Adaptimmune, a leading developer of cancer cell therapies, has entered into a strategic partnership with US WorldMeds (USWM) to sell its FDA-approved Tecelra and two late-stage assets. The deal, valued at up to $85 million, includes a cash payment of $55 million and potential additional biobucks for regulatory and commercial milestones. This transaction aims to address Adaptimmune's financial challenges and secure its future.
The agreement, disclosed on July 28, 2025, includes the transfer of intellectual property, product rights, regulatory authorizations, and other related assets to USWM. The pharma will also offer employment to approximately half of Adaptimmune's workforce, with the remaining employees facing potential layoffs. As of Dec. 31, 2024, Adaptimmune had 506 employees, indicating that around 253 employees may retain their positions [1].
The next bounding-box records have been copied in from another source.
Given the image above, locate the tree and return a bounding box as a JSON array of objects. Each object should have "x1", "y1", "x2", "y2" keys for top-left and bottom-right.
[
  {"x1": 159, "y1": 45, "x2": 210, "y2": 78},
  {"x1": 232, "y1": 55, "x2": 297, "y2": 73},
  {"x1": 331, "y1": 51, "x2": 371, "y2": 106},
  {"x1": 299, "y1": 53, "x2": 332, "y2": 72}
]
Under the terms of the deal, USWM will gain the rights to Tecelra, the first engineered cell therapy for a solid tumor to receive FDA approval, as well as the late-stage assets lete-cel, afami-cel, and uza-cel. These assets are part of Adaptimmune's pipeline, with Tecelra being the company's most significant commercial success to date. The $55 million payment will be used to settle Adaptimmune's debt with Hercules Capital, and the company will retain the rights to its preclinical assets [1].
Adaptimmune's CEO, Adrian Rawcliffe, stated that securing this strategic option was critical for maximizing value for stakeholders and ensuring the continued availability of Tecelra. USWM's CEO, Breck Jones, expressed his commitment to carrying forward Adaptimmune's work in the cell therapy space, highlighting the potential of the acquired therapies to bring hope and innovation to patients [1].
Following the deal, Adaptimmune plans to reduce its workforce by 62%, with most layoffs expected to occur during the third quarter of 2025. The company's Chief Medical Officer, Elliot Norry, M.D., and Chief Commercial Officer, Cintia Piccina, will exit the company on Aug. 8, while Chief Scientific Officer, Joanna Brewer, Ph.D., and Chief Financial Officer, Gavin Wood, will lose their roles as of Aug. 31 [1].
This strategic move follows Adaptimmune's previous cost-saving measures, including a 29% workforce reduction announced in November 2024 and the termination of a $3 billion biobucks partnership with Roche's Genentech in April 2024. Despite these challenges, Adaptimmune has secured a $665 million deal with Galapagos for uza-cel, a MAGE-4A TCR T-cell therapy [1].